L’organisation s’est appuyée sur des indications de sources hospitalières et de témoins. L’AFP a estimé à au moins 41 morts la nuit de vendredi à samedi, alors qu’Amnesty International parlait d’un minimum de 46 victimes. Les informations qui filtrent de la Jamahiriya sont parcellaires et difficilement contrôlables, à cause de la chape de plomb imposée au pays. Les seules images disponibles ont été postées sur Internet, chose désormais impossible depuis hier puisque l’accès au Web a été coupé, comme l’a confirmé Arbor Network, une société américaine basée à New York et spécialisée dans la surveillance du trafic du net. Pour sa part, la chaîne qatarie de télévision Al Jazira, principale source d’information lors des soulèvements tunisien et égyptien, a annoncé dès vendredi que son signal était brouillé. Beaucoup de morts donc, mais aussi des blessés par milliers. À Benghazi, l’épicentre de la révolte, Amnesty International qui cite des sources hospitalières signale que les blessures par balle à la tête, au cou et dans la poitrine sont les plus nombreuses. C’est la preuve qu’on tire pour tuer, et non pour simplement disperser les foules qui demandent le départ de Mouammar Kadhafi, au pouvoir depuis 42 ans. Les manifestations continuent, la répression gagne en férocité et les victimes se multiplient.

Malgré cela, un retour au calme n’est pas envisageable dans l’immédiat, précisément parce que chaque procession funéraire est l’occasion du départ d’un nouveau foyer de contestation. Même si dans la capitale Tripoli, des hordes pro-Kadhafi occupent tapageusement le terrain et promettent les feux de l’enfer aux “traîtres” qui défient le guide suprême, les troubles ne se limitent pas à Benghazi.

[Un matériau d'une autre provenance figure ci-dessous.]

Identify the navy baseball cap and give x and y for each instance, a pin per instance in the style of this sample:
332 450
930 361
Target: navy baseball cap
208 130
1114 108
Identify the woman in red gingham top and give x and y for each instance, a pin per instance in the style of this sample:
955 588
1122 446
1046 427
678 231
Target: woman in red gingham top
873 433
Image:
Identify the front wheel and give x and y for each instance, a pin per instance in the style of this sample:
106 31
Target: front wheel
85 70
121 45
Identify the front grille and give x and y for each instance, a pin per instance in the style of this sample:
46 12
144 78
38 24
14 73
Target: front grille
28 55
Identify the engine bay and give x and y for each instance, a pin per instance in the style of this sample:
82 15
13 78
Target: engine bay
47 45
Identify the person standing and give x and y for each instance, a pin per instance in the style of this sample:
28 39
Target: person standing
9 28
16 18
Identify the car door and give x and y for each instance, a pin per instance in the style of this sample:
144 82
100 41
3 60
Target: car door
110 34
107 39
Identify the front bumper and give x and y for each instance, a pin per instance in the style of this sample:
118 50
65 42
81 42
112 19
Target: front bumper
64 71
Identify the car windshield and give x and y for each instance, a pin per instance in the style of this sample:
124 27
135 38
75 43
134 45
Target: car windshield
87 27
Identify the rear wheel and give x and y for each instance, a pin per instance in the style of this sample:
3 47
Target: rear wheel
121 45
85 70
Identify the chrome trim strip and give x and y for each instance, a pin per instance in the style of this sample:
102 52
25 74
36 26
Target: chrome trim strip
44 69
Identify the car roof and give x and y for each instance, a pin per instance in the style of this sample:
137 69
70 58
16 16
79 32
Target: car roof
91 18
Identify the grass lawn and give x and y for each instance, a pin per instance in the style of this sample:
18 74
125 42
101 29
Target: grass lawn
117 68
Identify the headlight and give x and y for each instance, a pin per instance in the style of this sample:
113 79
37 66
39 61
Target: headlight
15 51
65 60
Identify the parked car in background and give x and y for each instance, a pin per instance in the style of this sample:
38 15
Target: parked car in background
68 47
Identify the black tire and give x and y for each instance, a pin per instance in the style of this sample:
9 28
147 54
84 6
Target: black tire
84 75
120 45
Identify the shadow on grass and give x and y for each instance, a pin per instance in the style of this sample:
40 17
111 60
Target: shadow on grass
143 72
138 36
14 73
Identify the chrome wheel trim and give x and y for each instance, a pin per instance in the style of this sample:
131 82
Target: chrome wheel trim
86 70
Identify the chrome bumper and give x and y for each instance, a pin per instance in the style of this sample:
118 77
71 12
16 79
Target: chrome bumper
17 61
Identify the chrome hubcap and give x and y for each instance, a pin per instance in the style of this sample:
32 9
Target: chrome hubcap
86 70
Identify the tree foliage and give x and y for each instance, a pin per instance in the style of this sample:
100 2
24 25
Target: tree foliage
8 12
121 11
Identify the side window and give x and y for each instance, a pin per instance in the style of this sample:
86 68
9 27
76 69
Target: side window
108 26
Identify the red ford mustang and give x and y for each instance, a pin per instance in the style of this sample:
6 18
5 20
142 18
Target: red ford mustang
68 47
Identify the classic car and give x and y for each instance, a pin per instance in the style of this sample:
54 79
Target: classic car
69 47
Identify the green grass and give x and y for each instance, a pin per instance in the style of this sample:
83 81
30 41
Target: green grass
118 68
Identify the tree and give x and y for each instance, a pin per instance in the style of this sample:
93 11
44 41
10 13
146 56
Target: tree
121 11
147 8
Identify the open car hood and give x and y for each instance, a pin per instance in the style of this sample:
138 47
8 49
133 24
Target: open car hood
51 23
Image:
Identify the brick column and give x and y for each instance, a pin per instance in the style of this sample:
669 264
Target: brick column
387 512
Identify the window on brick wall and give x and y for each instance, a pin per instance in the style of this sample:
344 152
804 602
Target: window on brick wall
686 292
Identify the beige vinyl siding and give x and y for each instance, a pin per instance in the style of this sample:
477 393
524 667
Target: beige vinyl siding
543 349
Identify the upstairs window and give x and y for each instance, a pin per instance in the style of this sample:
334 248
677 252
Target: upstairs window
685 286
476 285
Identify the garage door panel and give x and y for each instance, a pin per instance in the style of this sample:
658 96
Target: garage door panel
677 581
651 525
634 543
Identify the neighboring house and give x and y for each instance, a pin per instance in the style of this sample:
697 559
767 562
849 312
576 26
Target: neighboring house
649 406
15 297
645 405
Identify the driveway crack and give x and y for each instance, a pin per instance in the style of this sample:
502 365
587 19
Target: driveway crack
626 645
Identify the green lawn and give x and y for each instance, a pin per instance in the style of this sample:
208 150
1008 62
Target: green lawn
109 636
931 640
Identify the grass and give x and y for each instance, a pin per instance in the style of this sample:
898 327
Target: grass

C’est tout l’est et le sud du pays qui s’embrasent et où les manifestants, qui s’en prennent aux symboles de l’État, demandent explicitement le départ de Kadhafi et le changement de régime. Selon un journal proche de Seif Al-Islam Kadhafi, à El Baïda, distante de 200 km de Benghazi, des manifestants auraient capturé deux policiers lors des affrontements et les auraient pendus. Évidemment, l’information est à prendre avec la plus grande prudence étant donné la nature de la source et son impact négatif sur l’image pacifique du mouvement de protestation. Si dans sa forme, le mouvement de contestation observé en Libye n’est pas sans rappeler ceux de Tunisie et d’Égypte, il reste que les données sont très différentes et le succès foudroyant des deux peuples voisins a peu de chances de se rééditer dans la Jamahiriya.

Plusieurs éléments le suggèrent. D’abord, la marge financière dont bénéficie le dictateur pour acheter les consciences. Ensuite, un appareil répressif des plus redoutables et une configuration tribale de la société. Enfin, la volonté avérée du dictateur de se maintenir et de sauver son régime, y compris au prix d’un bain de sang. “Kadhafi combattra jusqu’à la dernière minute”, dit à ce propos un opposant en exil.